Using lab-grown tissues for transplants isn’t entirely out of reach. In 2008, doctors performed a successful trachea transplant on patient Claudio Castillo, using tissues grown with Castillo’s own stem cells.

Growing a ‘face’ from stem cells?

Pluripotent stem cells, which can renew and regenerate into any type of cell in the body, show promise for growing organs like a liver or a kidney. These dynamic cells could someday even “grow” into a new face using a patient’s own skin, though experts caution that this kind of technique is still years away.

Most stem cell research is still in early stages and the impact on face transplants is even more fraught.

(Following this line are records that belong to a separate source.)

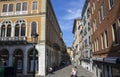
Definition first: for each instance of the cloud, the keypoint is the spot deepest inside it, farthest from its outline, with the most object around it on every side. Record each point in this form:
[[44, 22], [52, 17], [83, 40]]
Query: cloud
[[72, 14], [73, 10], [66, 25]]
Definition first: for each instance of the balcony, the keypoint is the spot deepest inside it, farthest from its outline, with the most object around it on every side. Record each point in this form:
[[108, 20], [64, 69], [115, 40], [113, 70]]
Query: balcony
[[5, 39]]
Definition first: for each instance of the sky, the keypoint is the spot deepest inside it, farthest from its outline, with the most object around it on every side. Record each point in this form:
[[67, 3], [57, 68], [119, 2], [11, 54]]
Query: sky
[[66, 11]]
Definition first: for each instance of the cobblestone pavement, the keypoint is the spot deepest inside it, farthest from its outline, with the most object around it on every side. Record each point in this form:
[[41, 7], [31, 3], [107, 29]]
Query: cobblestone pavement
[[65, 72]]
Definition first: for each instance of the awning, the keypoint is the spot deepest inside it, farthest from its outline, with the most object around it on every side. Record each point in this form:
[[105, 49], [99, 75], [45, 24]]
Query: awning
[[112, 60], [98, 59]]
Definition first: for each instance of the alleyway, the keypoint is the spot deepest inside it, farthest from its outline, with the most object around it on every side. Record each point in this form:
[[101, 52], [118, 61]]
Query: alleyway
[[65, 72]]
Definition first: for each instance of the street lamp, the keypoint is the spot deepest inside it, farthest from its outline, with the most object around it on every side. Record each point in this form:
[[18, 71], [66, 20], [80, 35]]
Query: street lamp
[[34, 39]]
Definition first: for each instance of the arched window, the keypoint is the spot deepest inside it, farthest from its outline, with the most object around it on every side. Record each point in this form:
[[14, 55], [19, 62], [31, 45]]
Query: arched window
[[17, 28], [9, 30], [23, 29], [3, 31], [33, 28]]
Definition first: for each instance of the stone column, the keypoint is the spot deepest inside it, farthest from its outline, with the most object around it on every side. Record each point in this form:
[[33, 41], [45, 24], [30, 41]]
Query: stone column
[[25, 62]]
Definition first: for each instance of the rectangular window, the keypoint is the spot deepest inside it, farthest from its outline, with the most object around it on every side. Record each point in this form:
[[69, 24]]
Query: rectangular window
[[106, 39], [35, 5], [102, 41], [88, 13], [102, 9], [100, 16], [4, 8], [10, 8], [111, 2], [18, 7], [24, 6], [114, 33]]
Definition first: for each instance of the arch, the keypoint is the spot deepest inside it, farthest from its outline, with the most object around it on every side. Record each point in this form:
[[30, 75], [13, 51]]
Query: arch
[[30, 60], [18, 60], [9, 30], [4, 57], [20, 28]]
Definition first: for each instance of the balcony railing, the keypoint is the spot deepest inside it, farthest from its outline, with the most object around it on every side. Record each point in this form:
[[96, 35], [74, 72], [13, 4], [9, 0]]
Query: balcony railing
[[22, 38]]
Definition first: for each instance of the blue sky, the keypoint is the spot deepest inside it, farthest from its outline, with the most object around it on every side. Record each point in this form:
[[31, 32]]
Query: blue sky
[[66, 11]]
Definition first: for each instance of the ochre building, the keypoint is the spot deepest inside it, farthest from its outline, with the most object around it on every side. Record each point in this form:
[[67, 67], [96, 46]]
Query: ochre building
[[19, 19]]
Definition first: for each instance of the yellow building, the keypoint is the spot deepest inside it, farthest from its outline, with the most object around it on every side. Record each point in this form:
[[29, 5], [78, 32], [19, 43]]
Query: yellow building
[[19, 19]]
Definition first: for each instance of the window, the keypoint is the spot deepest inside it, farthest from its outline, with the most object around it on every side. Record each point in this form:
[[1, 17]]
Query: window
[[17, 28], [3, 31], [88, 13], [97, 44], [33, 28], [9, 30], [93, 47], [94, 5], [18, 7], [85, 43], [4, 8], [89, 40], [23, 29], [114, 33], [111, 2], [102, 41], [106, 39], [35, 5], [89, 26], [100, 16], [10, 8], [102, 11], [24, 6]]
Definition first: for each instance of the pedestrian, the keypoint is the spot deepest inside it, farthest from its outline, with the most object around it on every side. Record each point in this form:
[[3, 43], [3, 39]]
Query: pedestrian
[[74, 72], [75, 64], [50, 70]]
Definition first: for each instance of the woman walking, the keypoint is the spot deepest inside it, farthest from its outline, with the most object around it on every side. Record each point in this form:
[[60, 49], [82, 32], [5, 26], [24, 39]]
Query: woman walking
[[74, 73]]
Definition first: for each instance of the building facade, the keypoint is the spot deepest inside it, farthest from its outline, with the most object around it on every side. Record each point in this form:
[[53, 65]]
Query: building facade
[[105, 21], [77, 27], [19, 19], [87, 46]]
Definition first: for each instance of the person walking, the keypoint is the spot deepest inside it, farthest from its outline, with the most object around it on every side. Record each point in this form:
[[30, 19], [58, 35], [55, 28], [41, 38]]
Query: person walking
[[50, 70], [74, 72]]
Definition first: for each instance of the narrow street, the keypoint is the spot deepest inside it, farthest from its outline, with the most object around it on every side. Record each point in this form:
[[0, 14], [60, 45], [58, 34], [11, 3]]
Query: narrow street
[[65, 72]]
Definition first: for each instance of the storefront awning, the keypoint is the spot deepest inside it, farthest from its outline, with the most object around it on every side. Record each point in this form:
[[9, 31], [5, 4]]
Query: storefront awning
[[112, 59]]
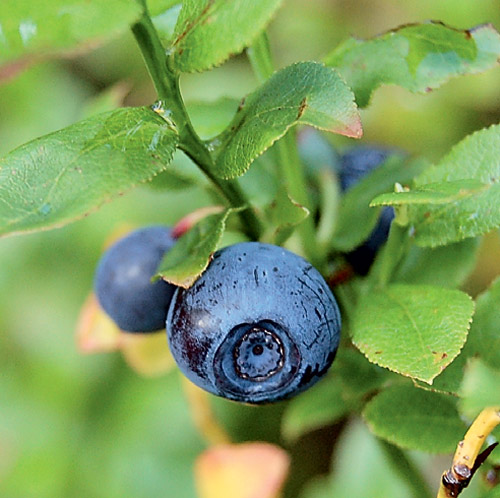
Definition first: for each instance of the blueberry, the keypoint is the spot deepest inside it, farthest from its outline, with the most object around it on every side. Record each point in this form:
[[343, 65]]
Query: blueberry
[[356, 164], [259, 325], [123, 280]]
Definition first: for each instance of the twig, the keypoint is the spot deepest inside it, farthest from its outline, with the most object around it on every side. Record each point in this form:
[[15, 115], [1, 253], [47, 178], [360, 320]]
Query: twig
[[467, 458]]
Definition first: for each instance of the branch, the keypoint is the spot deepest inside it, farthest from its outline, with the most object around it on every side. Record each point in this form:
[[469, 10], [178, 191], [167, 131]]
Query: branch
[[467, 458]]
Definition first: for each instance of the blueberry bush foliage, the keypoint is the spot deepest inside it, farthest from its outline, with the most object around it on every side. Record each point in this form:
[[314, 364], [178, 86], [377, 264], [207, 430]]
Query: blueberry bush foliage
[[419, 358]]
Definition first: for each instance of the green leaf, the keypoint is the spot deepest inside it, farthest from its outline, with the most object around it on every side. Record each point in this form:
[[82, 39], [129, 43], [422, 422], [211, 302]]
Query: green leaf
[[415, 419], [211, 118], [356, 219], [418, 57], [445, 266], [210, 31], [190, 256], [360, 469], [432, 193], [166, 20], [56, 25], [475, 158], [306, 92], [480, 388], [181, 174], [284, 215], [342, 391], [67, 174], [413, 330], [484, 336]]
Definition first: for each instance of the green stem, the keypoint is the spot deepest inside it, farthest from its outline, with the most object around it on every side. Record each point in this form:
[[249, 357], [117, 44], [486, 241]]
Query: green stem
[[291, 169], [390, 255], [166, 82], [410, 473]]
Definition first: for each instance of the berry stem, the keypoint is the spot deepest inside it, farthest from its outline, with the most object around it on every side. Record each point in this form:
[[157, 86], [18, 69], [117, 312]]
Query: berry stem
[[291, 170], [166, 81]]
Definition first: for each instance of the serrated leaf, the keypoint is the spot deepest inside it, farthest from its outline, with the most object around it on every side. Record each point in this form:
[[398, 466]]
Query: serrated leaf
[[415, 419], [360, 469], [63, 176], [485, 329], [432, 193], [342, 391], [480, 388], [475, 158], [241, 471], [413, 330], [445, 266], [418, 57], [284, 215], [166, 20], [356, 219], [210, 118], [305, 92], [209, 31], [48, 27], [191, 254]]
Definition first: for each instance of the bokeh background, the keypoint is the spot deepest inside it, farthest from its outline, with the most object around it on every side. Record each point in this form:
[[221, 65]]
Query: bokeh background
[[89, 426]]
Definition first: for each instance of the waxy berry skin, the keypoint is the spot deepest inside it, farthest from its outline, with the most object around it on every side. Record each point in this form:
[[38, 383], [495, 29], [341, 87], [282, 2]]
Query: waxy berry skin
[[123, 280], [259, 325], [355, 165]]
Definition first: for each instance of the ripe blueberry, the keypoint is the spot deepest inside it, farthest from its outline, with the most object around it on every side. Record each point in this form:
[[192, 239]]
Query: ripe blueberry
[[123, 280], [259, 325], [355, 164]]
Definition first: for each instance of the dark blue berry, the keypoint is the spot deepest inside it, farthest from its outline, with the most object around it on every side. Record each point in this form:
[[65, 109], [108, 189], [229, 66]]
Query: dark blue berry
[[123, 280], [355, 165], [259, 325]]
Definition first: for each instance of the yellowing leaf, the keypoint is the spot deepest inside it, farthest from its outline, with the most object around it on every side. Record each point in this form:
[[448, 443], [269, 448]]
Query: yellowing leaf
[[147, 354], [96, 332], [250, 470]]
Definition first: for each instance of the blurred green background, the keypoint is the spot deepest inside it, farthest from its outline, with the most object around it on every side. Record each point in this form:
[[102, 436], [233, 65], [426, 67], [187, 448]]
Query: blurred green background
[[87, 425]]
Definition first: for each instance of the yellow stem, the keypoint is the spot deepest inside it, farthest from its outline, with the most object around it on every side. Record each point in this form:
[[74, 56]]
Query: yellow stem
[[203, 415], [458, 476]]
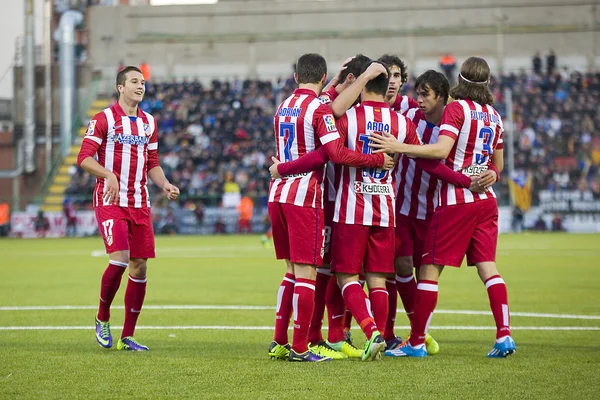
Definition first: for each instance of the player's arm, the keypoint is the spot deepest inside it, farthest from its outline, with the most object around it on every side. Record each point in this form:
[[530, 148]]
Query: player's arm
[[345, 100], [95, 135], [333, 142], [155, 171], [306, 163]]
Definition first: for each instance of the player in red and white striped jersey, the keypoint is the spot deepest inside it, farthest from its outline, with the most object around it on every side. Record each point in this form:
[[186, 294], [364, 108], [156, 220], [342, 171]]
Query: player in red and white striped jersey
[[125, 141], [303, 124], [465, 223], [398, 77]]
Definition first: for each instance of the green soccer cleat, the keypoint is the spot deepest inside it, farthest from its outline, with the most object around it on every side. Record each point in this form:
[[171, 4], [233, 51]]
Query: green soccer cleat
[[347, 349], [324, 350], [373, 347], [129, 343], [431, 345], [279, 352]]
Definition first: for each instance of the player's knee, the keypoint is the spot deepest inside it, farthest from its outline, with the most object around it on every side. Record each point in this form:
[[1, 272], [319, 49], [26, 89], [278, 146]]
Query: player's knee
[[137, 267], [403, 266]]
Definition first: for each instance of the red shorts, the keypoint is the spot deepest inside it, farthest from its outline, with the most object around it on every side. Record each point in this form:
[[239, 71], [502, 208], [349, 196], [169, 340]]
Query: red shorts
[[356, 245], [469, 229], [297, 233], [126, 228], [328, 212], [410, 236]]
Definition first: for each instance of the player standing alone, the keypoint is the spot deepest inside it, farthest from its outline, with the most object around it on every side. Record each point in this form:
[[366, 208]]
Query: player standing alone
[[465, 223], [125, 139]]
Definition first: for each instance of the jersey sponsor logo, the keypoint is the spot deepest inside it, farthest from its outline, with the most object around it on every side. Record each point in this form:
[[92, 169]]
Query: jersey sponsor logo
[[472, 170], [91, 127], [290, 112], [329, 123], [373, 126], [325, 99], [373, 188], [129, 139]]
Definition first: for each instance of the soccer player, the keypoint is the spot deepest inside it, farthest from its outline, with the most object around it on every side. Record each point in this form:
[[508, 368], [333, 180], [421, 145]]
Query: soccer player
[[303, 124], [398, 77], [465, 223], [125, 140]]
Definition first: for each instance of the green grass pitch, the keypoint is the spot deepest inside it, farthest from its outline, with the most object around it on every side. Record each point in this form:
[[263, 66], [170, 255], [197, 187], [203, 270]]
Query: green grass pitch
[[554, 291]]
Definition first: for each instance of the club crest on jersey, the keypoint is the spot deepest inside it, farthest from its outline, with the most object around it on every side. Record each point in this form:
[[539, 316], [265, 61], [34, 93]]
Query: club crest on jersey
[[91, 126], [329, 123]]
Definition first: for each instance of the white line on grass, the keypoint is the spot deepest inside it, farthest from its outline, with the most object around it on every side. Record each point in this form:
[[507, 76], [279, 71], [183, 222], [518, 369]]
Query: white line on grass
[[238, 307], [270, 328]]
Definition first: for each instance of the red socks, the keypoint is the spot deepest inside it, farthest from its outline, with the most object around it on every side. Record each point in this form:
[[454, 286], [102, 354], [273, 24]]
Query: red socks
[[425, 302], [134, 299], [322, 282], [283, 312], [499, 304], [357, 302], [111, 280], [303, 303]]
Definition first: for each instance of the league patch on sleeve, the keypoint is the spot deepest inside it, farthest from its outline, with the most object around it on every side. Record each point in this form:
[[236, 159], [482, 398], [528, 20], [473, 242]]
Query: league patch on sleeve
[[91, 126], [329, 123]]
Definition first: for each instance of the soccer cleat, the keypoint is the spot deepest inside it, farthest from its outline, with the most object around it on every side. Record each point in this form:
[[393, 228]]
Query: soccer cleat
[[324, 350], [129, 343], [394, 343], [503, 347], [348, 337], [307, 356], [373, 347], [346, 348], [407, 350], [431, 345], [103, 336], [279, 352]]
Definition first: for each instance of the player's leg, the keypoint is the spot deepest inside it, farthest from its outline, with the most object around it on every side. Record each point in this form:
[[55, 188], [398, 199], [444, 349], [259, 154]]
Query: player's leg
[[280, 348], [482, 254], [141, 241], [305, 226], [115, 234]]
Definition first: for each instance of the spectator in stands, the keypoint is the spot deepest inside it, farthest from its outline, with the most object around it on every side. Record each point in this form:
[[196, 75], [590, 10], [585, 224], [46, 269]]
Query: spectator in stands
[[41, 223], [537, 63], [245, 210], [4, 218]]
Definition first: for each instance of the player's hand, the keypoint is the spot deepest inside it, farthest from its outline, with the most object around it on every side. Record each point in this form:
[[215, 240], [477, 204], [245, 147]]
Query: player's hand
[[475, 186], [388, 161], [487, 179], [273, 168], [172, 191], [385, 143], [111, 190], [374, 70]]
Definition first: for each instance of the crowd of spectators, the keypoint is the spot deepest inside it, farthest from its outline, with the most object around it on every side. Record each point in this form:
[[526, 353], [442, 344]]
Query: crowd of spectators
[[217, 140]]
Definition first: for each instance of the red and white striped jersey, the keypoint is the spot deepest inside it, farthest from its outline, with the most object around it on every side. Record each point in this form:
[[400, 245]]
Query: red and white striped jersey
[[127, 146], [327, 98], [404, 103], [477, 131], [367, 196], [302, 124], [417, 190]]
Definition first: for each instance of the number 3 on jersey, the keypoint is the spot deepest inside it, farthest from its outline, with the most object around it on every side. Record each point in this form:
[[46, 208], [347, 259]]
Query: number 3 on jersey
[[287, 131], [487, 134]]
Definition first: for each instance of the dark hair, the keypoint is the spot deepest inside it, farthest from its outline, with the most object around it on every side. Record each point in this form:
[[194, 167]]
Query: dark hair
[[391, 59], [379, 84], [477, 71], [122, 75], [436, 81], [310, 68], [354, 67]]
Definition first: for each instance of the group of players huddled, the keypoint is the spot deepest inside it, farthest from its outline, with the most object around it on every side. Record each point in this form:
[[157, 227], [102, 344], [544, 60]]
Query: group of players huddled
[[369, 185]]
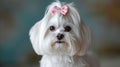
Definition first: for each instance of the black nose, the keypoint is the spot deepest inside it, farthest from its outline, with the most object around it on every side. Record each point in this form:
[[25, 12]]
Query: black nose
[[60, 36]]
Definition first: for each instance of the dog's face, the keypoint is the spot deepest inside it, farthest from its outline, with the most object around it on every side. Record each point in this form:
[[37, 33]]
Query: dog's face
[[59, 35]]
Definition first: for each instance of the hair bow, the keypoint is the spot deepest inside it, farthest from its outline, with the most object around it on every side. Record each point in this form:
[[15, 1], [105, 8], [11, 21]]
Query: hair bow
[[63, 10]]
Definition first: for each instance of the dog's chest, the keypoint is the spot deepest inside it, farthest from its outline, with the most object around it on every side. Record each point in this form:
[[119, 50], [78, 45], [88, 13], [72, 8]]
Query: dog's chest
[[61, 61]]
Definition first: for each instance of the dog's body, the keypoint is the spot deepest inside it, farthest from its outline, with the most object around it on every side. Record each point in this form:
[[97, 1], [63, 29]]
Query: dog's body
[[62, 38], [69, 61]]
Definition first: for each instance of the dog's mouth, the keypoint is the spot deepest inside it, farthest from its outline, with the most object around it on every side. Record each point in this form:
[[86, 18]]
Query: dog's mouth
[[60, 41]]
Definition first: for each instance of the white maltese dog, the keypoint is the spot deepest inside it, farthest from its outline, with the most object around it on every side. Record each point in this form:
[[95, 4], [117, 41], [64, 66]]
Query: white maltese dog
[[62, 38]]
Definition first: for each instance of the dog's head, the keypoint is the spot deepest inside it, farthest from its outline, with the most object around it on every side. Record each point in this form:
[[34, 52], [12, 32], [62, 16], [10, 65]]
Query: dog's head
[[60, 32]]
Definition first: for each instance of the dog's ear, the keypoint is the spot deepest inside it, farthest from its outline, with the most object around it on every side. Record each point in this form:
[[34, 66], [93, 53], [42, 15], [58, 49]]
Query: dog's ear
[[34, 32], [86, 39]]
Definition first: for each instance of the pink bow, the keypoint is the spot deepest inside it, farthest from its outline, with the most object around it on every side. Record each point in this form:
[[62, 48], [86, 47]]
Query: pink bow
[[63, 10]]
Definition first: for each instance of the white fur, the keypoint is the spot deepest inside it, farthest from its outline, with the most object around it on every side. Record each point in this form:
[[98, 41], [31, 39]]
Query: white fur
[[71, 53]]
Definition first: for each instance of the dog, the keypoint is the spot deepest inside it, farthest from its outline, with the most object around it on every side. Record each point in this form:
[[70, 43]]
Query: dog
[[62, 38]]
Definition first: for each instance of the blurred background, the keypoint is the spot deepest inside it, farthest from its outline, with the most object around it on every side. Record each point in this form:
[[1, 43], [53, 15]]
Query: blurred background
[[18, 16]]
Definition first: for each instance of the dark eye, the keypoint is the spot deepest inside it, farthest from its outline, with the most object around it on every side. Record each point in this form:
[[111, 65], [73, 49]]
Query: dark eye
[[52, 28], [67, 28]]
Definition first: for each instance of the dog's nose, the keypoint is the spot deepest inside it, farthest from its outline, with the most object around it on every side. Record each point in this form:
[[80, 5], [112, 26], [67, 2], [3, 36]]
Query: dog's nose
[[60, 36]]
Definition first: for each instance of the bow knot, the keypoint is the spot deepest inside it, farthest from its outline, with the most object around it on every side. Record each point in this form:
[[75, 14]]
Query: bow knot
[[63, 10]]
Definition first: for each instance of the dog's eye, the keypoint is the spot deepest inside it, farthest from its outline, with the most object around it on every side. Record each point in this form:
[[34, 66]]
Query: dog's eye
[[52, 28], [67, 28]]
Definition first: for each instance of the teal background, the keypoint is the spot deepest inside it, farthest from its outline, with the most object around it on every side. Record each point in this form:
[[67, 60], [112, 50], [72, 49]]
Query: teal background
[[18, 16]]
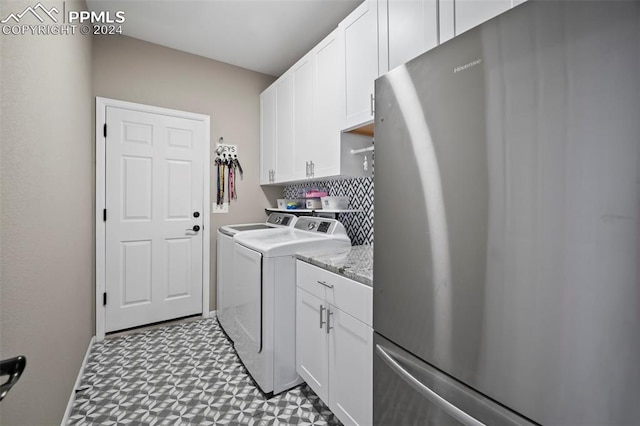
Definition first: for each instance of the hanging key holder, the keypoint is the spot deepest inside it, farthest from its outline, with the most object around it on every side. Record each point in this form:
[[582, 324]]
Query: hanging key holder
[[228, 166]]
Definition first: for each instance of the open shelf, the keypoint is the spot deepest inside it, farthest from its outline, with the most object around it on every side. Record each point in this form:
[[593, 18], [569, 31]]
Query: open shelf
[[312, 211]]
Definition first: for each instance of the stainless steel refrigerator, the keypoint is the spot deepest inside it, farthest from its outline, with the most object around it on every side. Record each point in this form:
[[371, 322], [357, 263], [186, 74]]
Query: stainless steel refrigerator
[[507, 223]]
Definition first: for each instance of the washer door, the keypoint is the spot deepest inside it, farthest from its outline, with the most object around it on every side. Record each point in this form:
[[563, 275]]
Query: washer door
[[247, 293]]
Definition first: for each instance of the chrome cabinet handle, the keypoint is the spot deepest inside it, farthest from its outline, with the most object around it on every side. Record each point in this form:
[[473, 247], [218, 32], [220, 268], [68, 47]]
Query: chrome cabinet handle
[[324, 283], [322, 308], [428, 393], [329, 313]]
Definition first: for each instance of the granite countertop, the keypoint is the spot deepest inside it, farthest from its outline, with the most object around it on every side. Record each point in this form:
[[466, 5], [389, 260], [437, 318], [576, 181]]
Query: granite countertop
[[355, 262]]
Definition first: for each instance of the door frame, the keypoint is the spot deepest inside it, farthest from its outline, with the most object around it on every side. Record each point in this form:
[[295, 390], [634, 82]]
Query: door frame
[[101, 229]]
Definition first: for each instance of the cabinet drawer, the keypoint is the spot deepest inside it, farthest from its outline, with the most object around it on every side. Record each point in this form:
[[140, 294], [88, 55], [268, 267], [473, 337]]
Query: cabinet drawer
[[352, 297]]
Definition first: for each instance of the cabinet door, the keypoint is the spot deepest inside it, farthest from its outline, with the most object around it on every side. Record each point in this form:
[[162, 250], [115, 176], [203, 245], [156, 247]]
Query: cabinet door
[[303, 120], [412, 29], [360, 37], [328, 86], [284, 141], [350, 368], [458, 16], [312, 342], [267, 134]]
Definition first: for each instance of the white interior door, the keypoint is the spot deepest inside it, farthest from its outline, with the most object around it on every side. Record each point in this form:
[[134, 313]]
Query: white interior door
[[154, 177]]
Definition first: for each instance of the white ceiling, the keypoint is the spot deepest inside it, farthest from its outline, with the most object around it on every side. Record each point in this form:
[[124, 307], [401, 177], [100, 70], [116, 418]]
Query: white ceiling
[[267, 36]]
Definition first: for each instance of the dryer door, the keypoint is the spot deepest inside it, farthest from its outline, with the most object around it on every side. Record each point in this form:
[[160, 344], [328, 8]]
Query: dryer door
[[247, 293]]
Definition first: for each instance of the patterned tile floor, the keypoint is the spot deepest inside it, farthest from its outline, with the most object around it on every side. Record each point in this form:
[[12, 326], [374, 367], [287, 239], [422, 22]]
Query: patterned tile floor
[[185, 374]]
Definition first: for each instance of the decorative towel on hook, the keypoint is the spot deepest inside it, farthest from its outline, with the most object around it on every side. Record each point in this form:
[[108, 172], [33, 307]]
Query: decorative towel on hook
[[227, 165]]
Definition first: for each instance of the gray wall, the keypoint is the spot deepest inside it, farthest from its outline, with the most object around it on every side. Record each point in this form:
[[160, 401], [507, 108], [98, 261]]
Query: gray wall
[[133, 70], [46, 219]]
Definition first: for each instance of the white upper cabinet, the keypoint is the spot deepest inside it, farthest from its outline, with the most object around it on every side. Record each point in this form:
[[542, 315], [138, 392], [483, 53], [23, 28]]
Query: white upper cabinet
[[284, 129], [458, 16], [328, 64], [359, 32], [303, 117], [267, 135], [407, 29]]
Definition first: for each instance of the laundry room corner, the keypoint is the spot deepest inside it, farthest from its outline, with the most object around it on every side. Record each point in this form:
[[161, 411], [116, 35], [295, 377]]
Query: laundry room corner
[[133, 70]]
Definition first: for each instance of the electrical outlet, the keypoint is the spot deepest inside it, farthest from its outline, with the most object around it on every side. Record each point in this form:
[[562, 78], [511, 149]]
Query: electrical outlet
[[224, 208]]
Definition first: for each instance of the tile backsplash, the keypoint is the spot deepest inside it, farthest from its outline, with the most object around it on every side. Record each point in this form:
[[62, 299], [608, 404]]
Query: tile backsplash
[[360, 192]]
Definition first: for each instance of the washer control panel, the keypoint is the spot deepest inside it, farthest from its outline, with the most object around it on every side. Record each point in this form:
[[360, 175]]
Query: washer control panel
[[318, 225], [283, 219]]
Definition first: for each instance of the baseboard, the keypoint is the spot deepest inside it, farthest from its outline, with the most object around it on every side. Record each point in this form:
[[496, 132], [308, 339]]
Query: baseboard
[[76, 385]]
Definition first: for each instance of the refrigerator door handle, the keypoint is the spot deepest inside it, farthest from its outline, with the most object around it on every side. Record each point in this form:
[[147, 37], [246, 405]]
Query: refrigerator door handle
[[436, 399]]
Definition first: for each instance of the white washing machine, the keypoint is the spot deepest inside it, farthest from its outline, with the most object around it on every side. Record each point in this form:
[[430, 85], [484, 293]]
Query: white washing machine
[[265, 275], [225, 294]]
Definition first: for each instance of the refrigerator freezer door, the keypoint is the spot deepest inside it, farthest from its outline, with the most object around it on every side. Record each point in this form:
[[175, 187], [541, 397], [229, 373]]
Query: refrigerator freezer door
[[416, 393], [507, 210]]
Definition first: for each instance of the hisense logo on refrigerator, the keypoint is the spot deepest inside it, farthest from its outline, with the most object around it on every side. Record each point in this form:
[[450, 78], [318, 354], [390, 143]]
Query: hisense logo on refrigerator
[[57, 20], [467, 66]]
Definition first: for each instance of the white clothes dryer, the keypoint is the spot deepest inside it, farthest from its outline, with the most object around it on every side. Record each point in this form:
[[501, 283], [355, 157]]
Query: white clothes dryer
[[265, 276], [224, 264]]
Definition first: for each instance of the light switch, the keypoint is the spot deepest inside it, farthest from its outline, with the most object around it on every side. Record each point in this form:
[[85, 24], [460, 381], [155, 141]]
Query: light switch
[[224, 208]]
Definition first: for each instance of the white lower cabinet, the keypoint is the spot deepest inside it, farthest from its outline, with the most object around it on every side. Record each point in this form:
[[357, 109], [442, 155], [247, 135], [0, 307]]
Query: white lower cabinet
[[312, 344], [334, 341]]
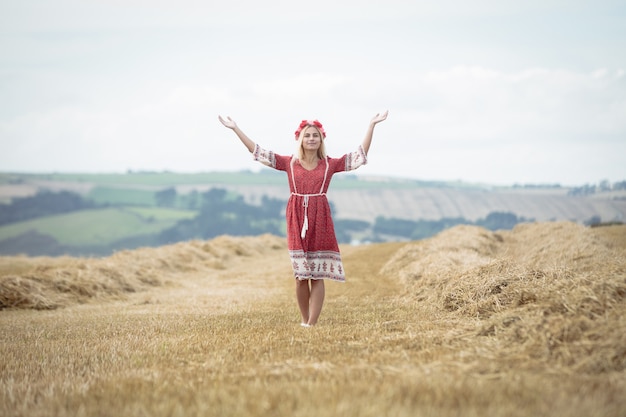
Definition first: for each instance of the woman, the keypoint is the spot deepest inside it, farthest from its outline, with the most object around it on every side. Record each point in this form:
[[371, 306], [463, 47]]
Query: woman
[[311, 240]]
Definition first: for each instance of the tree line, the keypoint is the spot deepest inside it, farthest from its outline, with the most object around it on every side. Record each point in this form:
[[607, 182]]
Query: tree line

The skin cells required to construct a human face and replicate both the dermis and the epidermis are significantly more complicated than a single organ.

However, strides are being made.

Scientists at Columbia University successfully used pluripotent stem cells in recreating both keratinocytes and fibroblasts, which are the two major types of skin cells, in a facial reconstruction study done on patients with bleeding disorders.

There’s even a chance that 3-D printers could be the future.

Advancements in techniques like cell printing — a type of 3-D printing used to rearrange cells — have given hope that better, safer face transplants are on the horizon.

Evading the immune system

For now, however, Papay believes that the near future of face transplants lies in the importance of immune tolerance.

In Hamon’s operation, physicians put the 43-year-old through extra procedures to diminish the chance of rejection. Hamon underwent a monthlong procedure to remove the antibodies from his blood that caused the first rejection.

Papay said that success in immunosuppression will be the key toward better outcomes.

“We still have to improve the pharmacology of immunosuppression, which appears to be greater than the technical risk,” Papay said. “If we can figure that out, it would open up a whole new world for face transplantation. That would be the Holy Grail. Moving forward, I feel the advancements should focus on immune tolerance in a safe, long-term matter.”